The Issue The issue in this case is whether Petitioner's application for a certificate of need was complete.

Findings Of Fact Petitioner and Intervenor each filed applications in the same batching cycle for certificates of need to establish Medicaid-certified home health agencies in Collier County, District 8. By letter dated October 6, 1994, Respondent advised Petitioner that its application omitted certain elements. The letter requests, among other things, an "audited financial statement," including a balance sheet and profit-and-loss statement for the previous two years' operation. Petitioner's application contained an unaudited financial statement for the part of the year that it had been operation. Incorporated in 1994, Petitioner had been receiving patients only since September or October 1994. Petitioner's agent contacted a representative of Respondent and discussed the omissions letter.
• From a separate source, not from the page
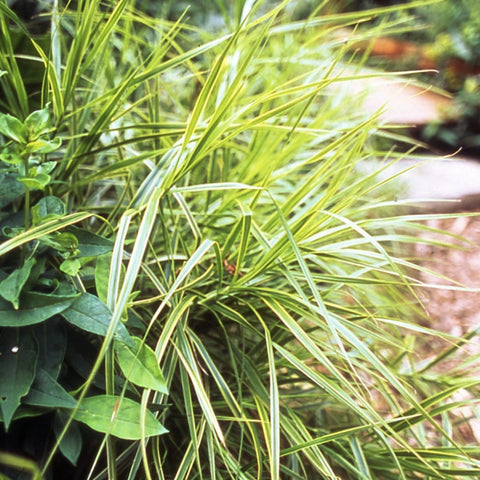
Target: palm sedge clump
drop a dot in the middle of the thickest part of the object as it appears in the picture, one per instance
(196, 281)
A misunderstanding ensued in which Petitioner's agent thought that Respondent's representative said that Petitioner would not be required to submit an audited financial statement because Petitioner had not been in operation for a full fiscal year. In fact, Respondent's representative did not say that. Respondent's policy is to permit applicants to file audited financial statements for a partial year, if that is how long they have been in business. For example, Intervenor included with its application an audited financial statement covering the six-week period that it had been in existence. In this case, it would have been possible for Petitioner to obtain an audited financial statement for a period of time including at least its first month of operation.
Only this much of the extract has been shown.